Thankfully there where quite a lot of things one can do to solve performance issues. One of them being simply disabling the grass from rendering its own shadows which saved a lot on performance. There are also things like cull distance which were set by default as zero so the entire map more or less was trying to load in all the grass I had placed. While giving cull distance value does give the grass and other objects that pop in and out of view as the player moves around. it’s also nice to have 70+ FPS instead of 5. Along with some other changes.
There is one thing I’ve not been able to address yet. For whatever reason, it will just stick up off the ground in this glitched manner. I’ve tried playing with a bunch of different settings. Looked into how others use grass. Heck, I’ve even made some major modifications to areas to see if it would help out. Sadly this would not be acceptable if I can’t fix it.

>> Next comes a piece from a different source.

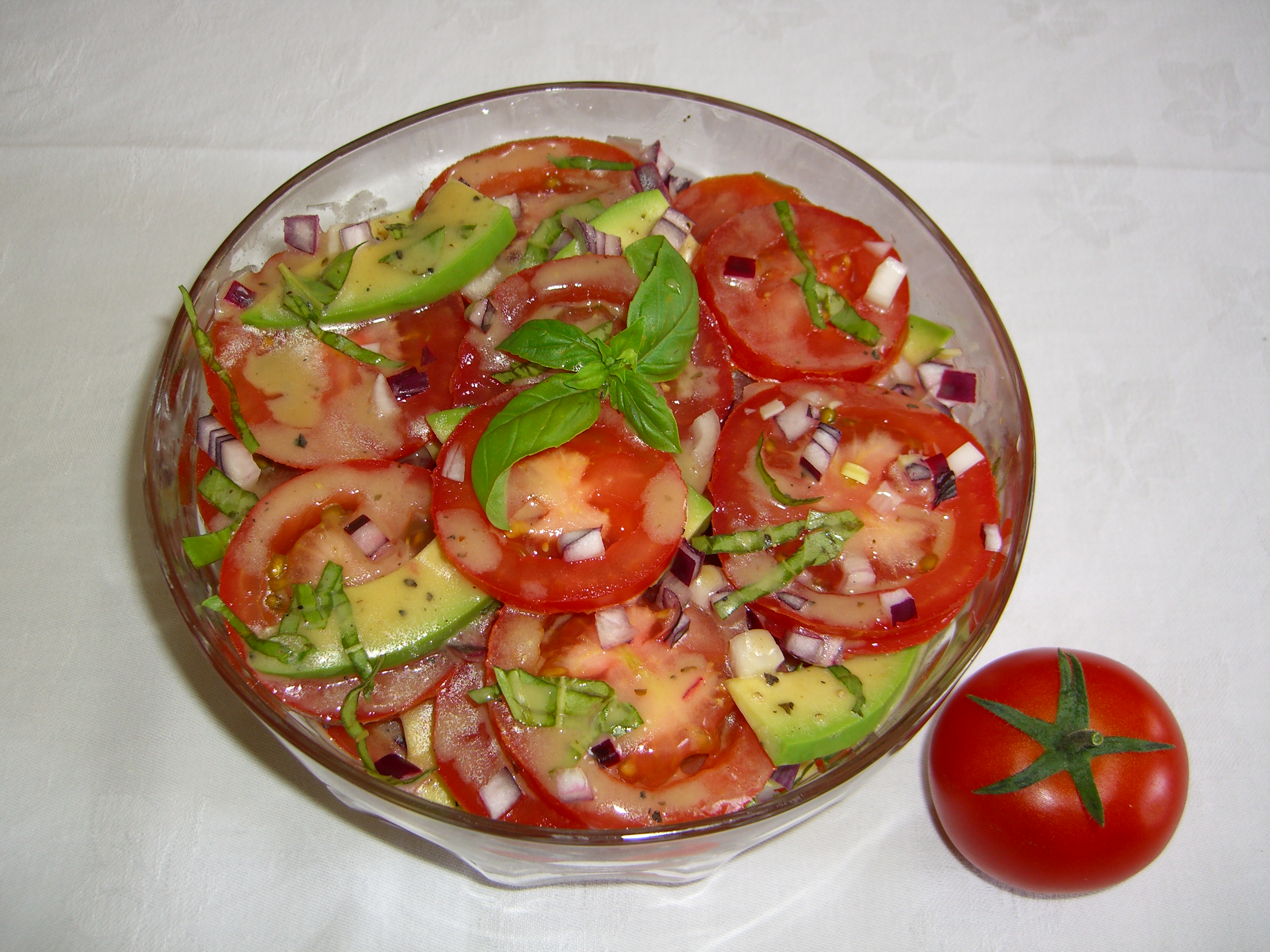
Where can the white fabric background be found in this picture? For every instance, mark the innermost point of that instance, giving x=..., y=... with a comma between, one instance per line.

I’m sure there is some way to add in the logic I need even as it being a foliage object for it to course-correct itself when this happens. That is, however, something that still eludes me. I have looked at some very complex blueprint setups and even coding examples. I’m just not at a skill level yet to fully understand what everything is doing and if what others have done would result in this issue possibly being resolved. People, for the most part, seem to stick to the rather flat ground when explaining using foliage in Unreal Engine.
Otherwise using Unreal Engine 4’s foliage tool has been amazing. You can drag and drop a bunch of different objects from trees to flowers and grass. Each one of these individual groups of that object you can control the size, spawning density, and a whole lot of other settings.
While I have not fully filled out the massive map that I am on yet with a couple of different foliage loadouts creating unique little areas. I’ve done quite a fair amount to my local area that the player would be around. If I do end up choosing to stick with this map I need to go back in and smooth the terrain out a bit more. Along with fixing some clearly broken spots that did not have any data that created deep holes.
Final Thoughts
While I have explored the first two options for making an outdoor level and spent a large amount of time using one based on real-world data. I’m still tempted to try using a third-party program for creating a map and seeing what other aspects it can also populate into it.
I’ve also not attempted to rebuild the lighting for this map as I’m quite concerned about how long that would even take if my system could perform such a massive task. While I have set up a Light Importance Volume area and done some other things that will help. I can fully understand now why Unreal has a swarm program to use the computing power of connected devices on a network to handle tasks like this.
I really love this area I just wish I could take a hot knife and size it down a bit. I also don’t want to redo a bunch of work to start over with the smaller area if I can even find it exactly on the map and get the data. I was also just using a trial period for converting that data into something Unreal can use so time is rather limited.
Next up I’m most likely going to look into using an actual program for making a map. I also need to do more research to see if I can just cut out what I don’t want without too much of an issue inside of Unreal Engine myself.